The beneficiary designation form itself can have its own challenges. The form’s format (i.e., paper or electronic) may affect the quality of information received. An IRA owner is more likely to properly complete a form that is straightforward and has clear instructions. Because paper beneficiary designation forms run the potential risk of being misplaced or destroyed, many organizations are moving to electronic or online designations. This may solve the problem of misplaced forms, but can also present retention challenges if systems are upgraded or changed. On the other hand, electronic forms generally result in fewer errors. For example, using electronic forms can help ensure the correct percentage is allocated to each beneficiary.
Create a Review Process
The chances of a dispute increase when an IRA owner does not complete a beneficiary designation form. To avoid this, a proper form review process should be in place at the time the financial organization receives the beneficiary designation. This will help ensure that the form is complete and in good order.
Every designation form should specify the beneficiary’s name, address, birth date, and Social Security number, and clearly indicate the percentage of IRA assets that should go to each beneficiary. The following questions should be answered during the review process.
- Does the beneficiary designation clearly identify the beneficiary and is it understandable?
- Do all primary and contingent beneficiary designations add up to 100 percent at each level?
- Is it clear who the primary and contingent beneficiaries are?
- If the designation is unclear, does the organization have authority to reject it? Does exercising that authority put the organization in a fiduciary role?
If the beneficiary designation form is not clear or is missing information, the organization should have procedures in place as to how to obtain or clarify the information.
Keep Designations Up to Date
Making sure beneficiary designation forms are up-to-date can prevent future headaches for financial organizations. Because of the form’s potentially long shelf life, circumstances may change between the time the IRA owner originally completed the form and when he passes away. In addition, the longer designation forms are retained without being reviewed, the greater the risk of a form being lost or misplaced—especially if the financial organization is involved in a merger or acquisition.
Many financial organizations send out beneficiary update reminders on a regular basis—perhaps annually or once every five years. The value of this practice is clear: it reminds account owners to check that their designations truly represent their current wishes. In addition, it gives financial organizations some assurance that account information is up-to-date.
Be Aware of Adverse Consequences
Financial organizations are responsible for maintaining the IRA assets for the IRA owner, and once the IRA owner dies, for the IRA owner’s beneficiaries. Not having a valid beneficiary designation on file can be problematic in many ways.
The lack of an IRA beneficiary designation may cause hours of extra work for financial organizations.

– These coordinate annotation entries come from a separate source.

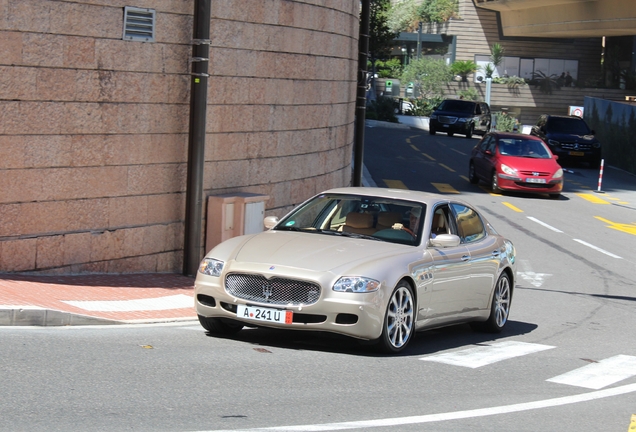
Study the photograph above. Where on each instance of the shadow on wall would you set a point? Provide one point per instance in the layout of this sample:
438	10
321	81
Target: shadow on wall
615	127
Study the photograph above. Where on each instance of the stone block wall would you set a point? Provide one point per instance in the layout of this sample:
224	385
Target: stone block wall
94	129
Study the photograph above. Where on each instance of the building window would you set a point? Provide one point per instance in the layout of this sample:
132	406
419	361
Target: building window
139	24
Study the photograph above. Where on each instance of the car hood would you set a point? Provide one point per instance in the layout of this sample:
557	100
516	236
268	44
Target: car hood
571	137
453	114
315	252
530	164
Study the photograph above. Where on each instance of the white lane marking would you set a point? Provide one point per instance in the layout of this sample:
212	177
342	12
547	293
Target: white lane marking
598	375
533	219
535	279
179	301
485	355
456	415
597	249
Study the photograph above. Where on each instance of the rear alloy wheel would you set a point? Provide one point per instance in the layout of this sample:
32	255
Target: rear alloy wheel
220	326
494	184
399	321
472	175
499	308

It may take several days or even weeks to determine whether a beneficiary designation exists but is missing, or whether the IRA owner simply failed to name a beneficiary.
Organizations that mistakenly disburse IRA assets to the wrong person or entity may be held liable for paying the correct amount to the right beneficiary. This may happen if the individual who incorrectly received the assets refuses to give the money back and the rightful beneficiary demands what he or she is legally entitled to.
Unfortunately, what seems like a simple beneficiary issue can quickly escalate into a full-blown lawsuit. Having a legally valid beneficiary designation on file can protect financial organizations from years of litigation and costly legal fees.
Prevent Future Issues
Naming a beneficiary is often as simple as filling out a few lines on the account application page. Financial organizations that take time to talk about beneficiary designations when an IRA is opened—and keep them up to date throughout the life of the IRA—may save themselves hours of work—and thousands of dollars—down the road.